--- a/hotspot/src/share/vm/ci/bcEscapeAnalyzer.cpp Tue Jan 10 18:48:08 2017 +0000
+++ b/hotspot/src/share/vm/ci/bcEscapeAnalyzer.cpp Wed Jan 11 09:40:42 2017 +0100
@@ -895,8 +895,32 @@
ciMethod* target = s.get_method(ignored_will_link, &declared_signature);
ciKlass* holder = s.get_declared_method_holder();
assert(declared_signature != NULL, "cannot be null");
- // Push appendix argument, if one.
- if (s.has_appendix()) {
+ // If the current bytecode has an attached appendix argument,
+ // push an unknown object to represent that argument. (Analysis
+ // of dynamic call sites, especially invokehandle calls, needs
+ // the appendix argument on the stack, in addition to "regular" arguments
+ // pushed onto the stack by bytecode instructions preceding the call.)
+ //
+ // The escape analyzer does _not_ use the ciBytecodeStream::has_appendix(s)
+ // method to determine whether the current bytecode has an appendix argument.
+ // The has_appendix() method obtains the appendix from the
+ // ConstantPoolCacheEntry::_f1 field, which can happen concurrently with
+ // resolution of dynamic call sites. Callees in the
+ // ciBytecodeStream::get_method() call above also access the _f1 field;
+ // interleaving the get_method() and has_appendix() calls in the current
+ // method with call site resolution can lead to an inconsistent view of
+ // the current method's argument count.

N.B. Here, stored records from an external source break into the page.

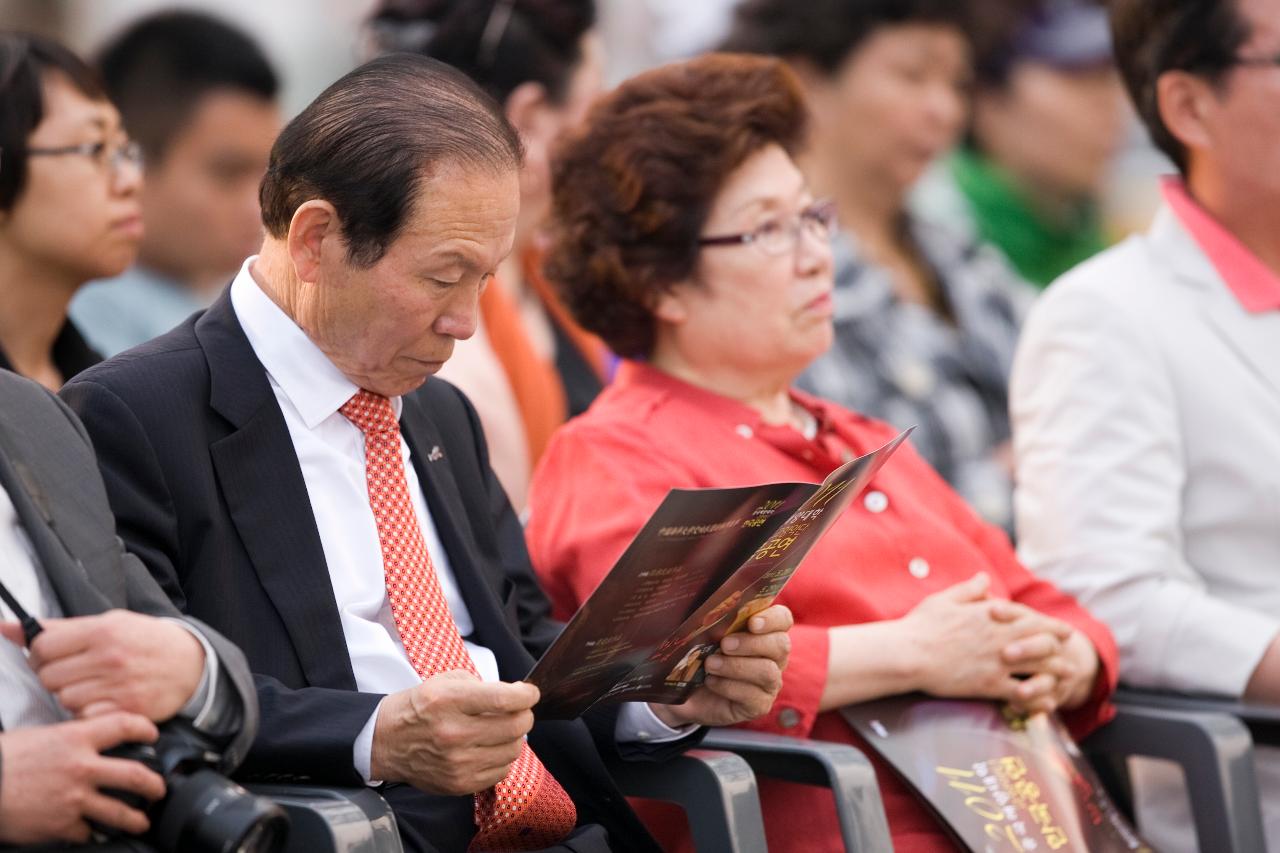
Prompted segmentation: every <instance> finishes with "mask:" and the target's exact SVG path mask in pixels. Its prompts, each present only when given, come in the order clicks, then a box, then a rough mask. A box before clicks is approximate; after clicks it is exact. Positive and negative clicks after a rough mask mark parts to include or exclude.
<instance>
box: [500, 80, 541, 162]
mask: <svg viewBox="0 0 1280 853" xmlns="http://www.w3.org/2000/svg"><path fill="white" fill-rule="evenodd" d="M550 106H552V105H550V101H549V100H548V97H547V87H545V86H543V85H541V83H535V82H532V81H529V82H525V83H521V85H520V86H517V87H516V88H515V90H512V92H511V95H508V96H507V102H506V104H504V105H503V113H504V114H506V115H507V120H508V122H511V126H512V127H513V128H516V132H517V133H518V134H520V138H521V141H522V142H524V143H525V145H526V146H527V145H547V143H549V140H544V138H543V136H544V134H545V128H547V127H548V124H549V122H548V120H547V110H549V109H550Z"/></svg>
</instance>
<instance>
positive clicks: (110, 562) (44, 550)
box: [0, 370, 257, 771]
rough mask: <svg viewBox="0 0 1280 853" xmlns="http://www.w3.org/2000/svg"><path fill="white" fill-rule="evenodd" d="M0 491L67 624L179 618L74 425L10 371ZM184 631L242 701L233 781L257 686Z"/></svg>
mask: <svg viewBox="0 0 1280 853" xmlns="http://www.w3.org/2000/svg"><path fill="white" fill-rule="evenodd" d="M0 487H3V488H4V491H5V492H8V494H9V500H10V501H13V505H14V508H15V510H17V514H18V520H19V521H20V523H22V526H23V529H24V530H26V532H27V537H28V538H29V539H31V543H32V547H33V548H35V551H36V556H37V558H38V564H40V565H38V566H37V569H38V570H40V571H42V573H44V574H45V575H46V576H47V578H49V581H50V585H51V587H52V589H54V593H55V594H56V596H58V603H59V605H60V606H61V608H63V612H64V613H65V615H67V616H90V615H93V613H101V612H104V611H106V610H111V608H115V607H120V608H127V610H133V611H138V612H141V613H148V615H151V616H172V617H178V619H182V617H183V616H182V613H180V612H179V611H178V610H177V608H175V607H174V606H173V603H172V602H170V601H169V597H168V596H165V594H164V592H163V590H161V589H160V588H159V587H157V585H156V581H155V580H154V579H152V578H151V575H150V574H148V573H147V570H146V567H145V566H143V565H142V564H141V562H140V561H138V558H137V557H134V556H133V555H131V553H127V552H125V551H124V547H123V544H122V543H120V539H119V537H116V534H115V521H114V519H113V517H111V510H110V506H109V505H108V501H106V491H105V489H104V488H102V478H101V476H99V473H97V465H96V464H95V461H93V448H92V447H91V446H90V441H88V435H86V434H84V428H83V427H82V425H81V423H79V421H78V420H77V419H76V415H73V414H72V412H70V411H69V410H68V409H67V406H65V405H63V402H61V401H60V400H58V397H54V396H52V394H51V393H49V392H47V391H45V389H44V388H41V387H40V386H37V384H36V383H33V382H31V380H28V379H23V378H22V377H19V375H17V374H14V373H10V371H8V370H0ZM0 571H3V570H0ZM19 603H20V602H19ZM187 621H188V622H191V624H192V625H193V626H195V628H196V629H197V630H200V633H201V634H202V635H204V637H205V639H207V640H209V643H210V646H212V648H214V652H215V653H216V654H218V660H219V666H220V671H221V672H224V674H225V681H224V683H223V685H224V689H225V684H227V683H229V684H230V688H232V689H236V690H238V692H239V695H241V702H242V710H243V720H242V727H241V731H239V733H238V734H237V735H234V736H233V738H232V740H230V743H229V744H228V745H227V747H224V752H223V768H224V770H227V771H230V770H232V768H233V767H236V766H237V765H238V763H241V761H242V760H243V758H244V754H246V753H247V752H248V747H250V744H251V743H252V740H253V733H255V731H256V730H257V697H256V695H255V692H253V681H252V678H251V675H250V669H248V665H247V663H246V661H244V656H243V654H241V652H239V649H238V648H236V646H233V644H232V643H229V642H227V640H225V639H224V638H223V637H220V635H219V634H218V633H215V631H212V630H210V629H209V628H207V626H206V625H202V624H201V622H198V621H197V620H195V619H189V617H187Z"/></svg>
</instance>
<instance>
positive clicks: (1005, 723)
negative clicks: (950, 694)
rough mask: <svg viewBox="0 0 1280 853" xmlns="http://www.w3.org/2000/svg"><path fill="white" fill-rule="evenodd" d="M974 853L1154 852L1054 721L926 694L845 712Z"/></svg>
mask: <svg viewBox="0 0 1280 853" xmlns="http://www.w3.org/2000/svg"><path fill="white" fill-rule="evenodd" d="M841 713H842V715H844V717H845V720H847V721H849V724H850V725H851V726H852V727H854V729H855V730H856V731H858V734H860V735H861V736H863V738H864V739H865V740H867V743H868V744H870V747H872V748H873V749H874V751H876V752H878V753H879V754H881V757H883V758H884V760H886V761H887V762H888V763H890V765H891V766H892V767H893V770H895V771H897V774H899V775H900V776H901V777H902V779H905V780H906V781H908V784H909V785H910V786H911V788H913V789H914V790H915V793H916V795H918V797H919V798H920V799H922V800H924V803H925V806H928V807H929V809H931V811H933V813H934V815H936V816H937V817H938V818H940V820H941V821H942V824H943V825H945V826H946V827H947V829H948V830H950V831H951V834H952V836H954V838H955V839H956V840H957V841H959V843H961V844H963V845H964V847H965V848H966V849H969V850H975V852H978V853H1011V852H1012V850H1025V852H1037V850H1039V852H1044V853H1091V852H1092V853H1120V852H1125V853H1128V852H1130V850H1144V852H1149V850H1151V849H1152V848H1151V845H1148V844H1147V843H1146V841H1143V840H1142V839H1140V838H1139V836H1138V834H1137V833H1135V831H1134V829H1133V827H1132V826H1130V825H1129V824H1128V821H1126V820H1125V818H1124V816H1123V815H1120V812H1119V811H1117V809H1116V807H1115V804H1114V803H1112V802H1111V798H1110V797H1107V793H1106V790H1103V788H1102V785H1101V784H1100V783H1098V777H1097V776H1096V775H1094V772H1093V768H1092V767H1091V766H1089V762H1088V761H1085V758H1084V756H1083V754H1080V748H1079V747H1078V745H1076V744H1075V742H1074V740H1073V739H1071V735H1070V734H1068V731H1066V727H1065V726H1064V725H1062V722H1061V720H1059V719H1057V716H1055V715H1046V713H1038V715H1034V716H1032V717H1020V716H1016V715H1012V713H1011V712H1009V711H1006V710H1002V708H1001V707H1000V706H998V704H996V703H995V702H977V701H952V699H933V698H929V697H924V695H920V694H913V695H902V697H892V698H888V699H877V701H874V702H864V703H860V704H854V706H849V707H847V708H841Z"/></svg>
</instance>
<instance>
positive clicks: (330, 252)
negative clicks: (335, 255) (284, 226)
mask: <svg viewBox="0 0 1280 853" xmlns="http://www.w3.org/2000/svg"><path fill="white" fill-rule="evenodd" d="M285 240H287V241H288V248H289V260H292V261H293V272H294V274H297V277H298V280H301V282H306V283H308V284H312V283H315V282H316V279H317V278H320V265H321V259H323V257H324V254H325V252H329V254H330V255H332V254H333V252H334V251H342V252H346V251H347V248H346V242H344V241H343V238H342V224H340V222H339V219H338V210H337V209H335V207H334V206H333V205H332V204H329V202H328V201H324V200H323V199H311V200H308V201H305V202H302V204H301V205H300V206H298V209H297V210H294V211H293V219H292V220H289V233H288V236H287V237H285Z"/></svg>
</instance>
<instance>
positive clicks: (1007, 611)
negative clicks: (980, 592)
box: [992, 602, 1098, 713]
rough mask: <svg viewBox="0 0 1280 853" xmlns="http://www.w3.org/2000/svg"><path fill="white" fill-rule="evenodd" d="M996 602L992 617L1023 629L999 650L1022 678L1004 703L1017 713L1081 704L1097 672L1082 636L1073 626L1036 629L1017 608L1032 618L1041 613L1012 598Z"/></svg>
mask: <svg viewBox="0 0 1280 853" xmlns="http://www.w3.org/2000/svg"><path fill="white" fill-rule="evenodd" d="M1002 605H1005V607H1000V608H993V610H992V616H993V617H995V619H996V620H1006V621H1010V622H1014V624H1020V625H1021V626H1023V628H1024V629H1025V630H1027V633H1025V634H1024V635H1023V637H1020V638H1019V639H1016V640H1014V642H1012V643H1010V644H1009V646H1006V647H1005V648H1004V649H1001V652H1000V656H1001V660H1002V661H1004V662H1005V663H1006V665H1009V667H1010V669H1011V671H1012V672H1014V674H1015V675H1019V676H1023V678H1024V679H1025V680H1024V681H1023V683H1021V684H1019V685H1018V688H1016V689H1015V694H1014V697H1012V698H1011V699H1010V701H1009V704H1010V707H1012V708H1014V710H1015V711H1018V712H1020V713H1036V712H1038V711H1044V712H1051V711H1056V710H1059V708H1075V707H1079V706H1080V704H1083V703H1084V702H1085V701H1087V699H1088V698H1089V694H1091V693H1092V692H1093V683H1094V680H1096V679H1097V675H1098V654H1097V651H1096V649H1094V648H1093V644H1092V643H1091V642H1089V640H1088V638H1087V637H1084V634H1082V633H1079V631H1075V630H1073V631H1071V633H1070V634H1068V637H1065V638H1062V637H1061V634H1060V633H1057V631H1055V630H1037V629H1036V626H1034V624H1033V622H1034V619H1028V615H1027V613H1023V612H1020V611H1028V613H1030V615H1032V617H1042V619H1043V616H1041V615H1039V613H1036V611H1029V608H1025V607H1023V606H1021V605H1016V603H1014V602H1002Z"/></svg>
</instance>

In particular, some interleaving(s)
+ // can cause the method's argument count to not include the appendix, which
+ // then leads to stack over-/underflow in the escape analyzer.
+ //
+ // Instead of pushing the argument if has_appendix() is true, the escape analyzer
+ // pushes an appendix for all call sites targeted by invokedynamic and invokehandle
+ // instructions, except if the call site is the _invokeBasic intrinsic
+ // (that intrinsic is always targeted by an invokehandle instruction but does
+ // not have an appendix argument).
+ if (target->is_loaded() &&
+ Bytecodes::has_optional_appendix(s.cur_bc_raw()) &&
+ target->intrinsic_id() != vmIntrinsics::_invokeBasic) {
state.apush(unknown_obj);
}
// Pass in raw bytecode because we need to see invokehandle instructions.